Lessons for scientists and engineers


In a facsinating piece, the author, Roger Forsgren, draws lessons from the life of Albert Speer for the modern day scientists and engineers.

He begins by noting dryly that "someone designed the furnaces of the Nazi death camps. Someone measured the size and weight of a human corpse to determine how many could be stacked and efficiently incinerated within a crematorium. Someone sketched out on a drafting table the decontamination showers, complete with the fake hot-water spigots used to lull and deceive doomed prisoners. Someone, very well educated, designed the rooftop openings and considered their optimum placement for the cyanide pellets to be dropped among the naked, helpless men, women, and children below."

The fact is that this person was an engineer, an architect, or a technician. 

The technical professions occupy a unique place in modern society. Engineers and architects possess skills most others lack — skills that allow them to transform dreams of design into reality. Engineers can convert a dry, infertile valley into farmland by constructing a dam to provide irrigation; they have made man fly; and architects have constructed buildings that reach thousands of feet into the sky. But these same technical gifts alone, in the absence of a sense of morality and a capacity for critical thought and judgment, can also make reality of nightmares. Ferdinand Porsche, the engineer who designed the Volkswagen — an automobile that revolutionized personal travel for the common man — also designed a terrifying battle tank that helped kill millions of Russians on the Eastern Front. Wernher von Braun, who would later design the Saturn V rocket that brought American astronauts to the Moon, designed the V-2 rockets with which the Nazis terrorized Antwerp and London in the waning months of the Second World War. 

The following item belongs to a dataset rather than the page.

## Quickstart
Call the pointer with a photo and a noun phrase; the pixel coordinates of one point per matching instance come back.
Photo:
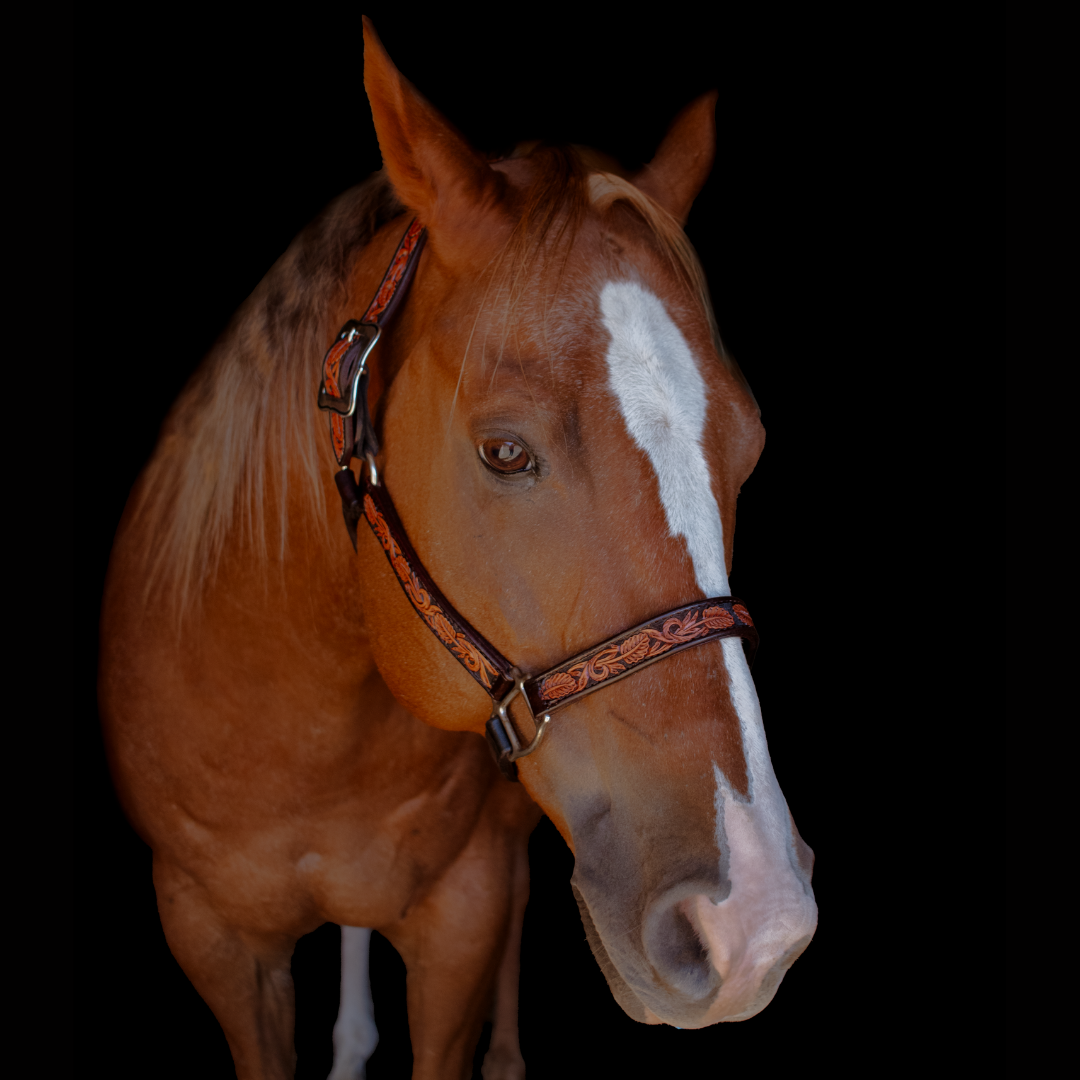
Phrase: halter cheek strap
(343, 393)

Few men better exemplify this danger than Albert Speer, Adolf Hitler’s chief architect. From bold, looming edifices, to giant swastika banners, to the intimidating searchlights of the “cathedral of light” piercing the night sky around one of the Nazi Party rallies at Nuremberg, Speer’s designs became icons of Nazi megalomania. Albert Speer did not, as far as any historians know, personally design any death chambers, nor did he personally kill another human being. But Speer did use his brilliant technical expertise and talents to enable the war efforts of the most evil regime in history, allowing it to murder millions of human beings.

But even as we condemn him, we engineers and technicians must ask— is Speer so different from us? How many of us would be willing to compartmentalize our emotions, suppress our consciences, almost to sell our souls, for the opportunity to work on the grand projects that Speer was involved in? How many of us are so focused on solving a technical problem that we fail to contemplate where that solution might lead?

To many engineers, Speer and his experiences during the war may seem irrelevant today. But although there seems to be little chance (we hope) of a highly industrialized power again waging a war of world conquest, the essential questions that Speer faced still pertain to the work of many engineers today. Almost every engineer in the course of his career will face moral decisions that are similar to, if less weighty than, the ones that Albert Speer faced. 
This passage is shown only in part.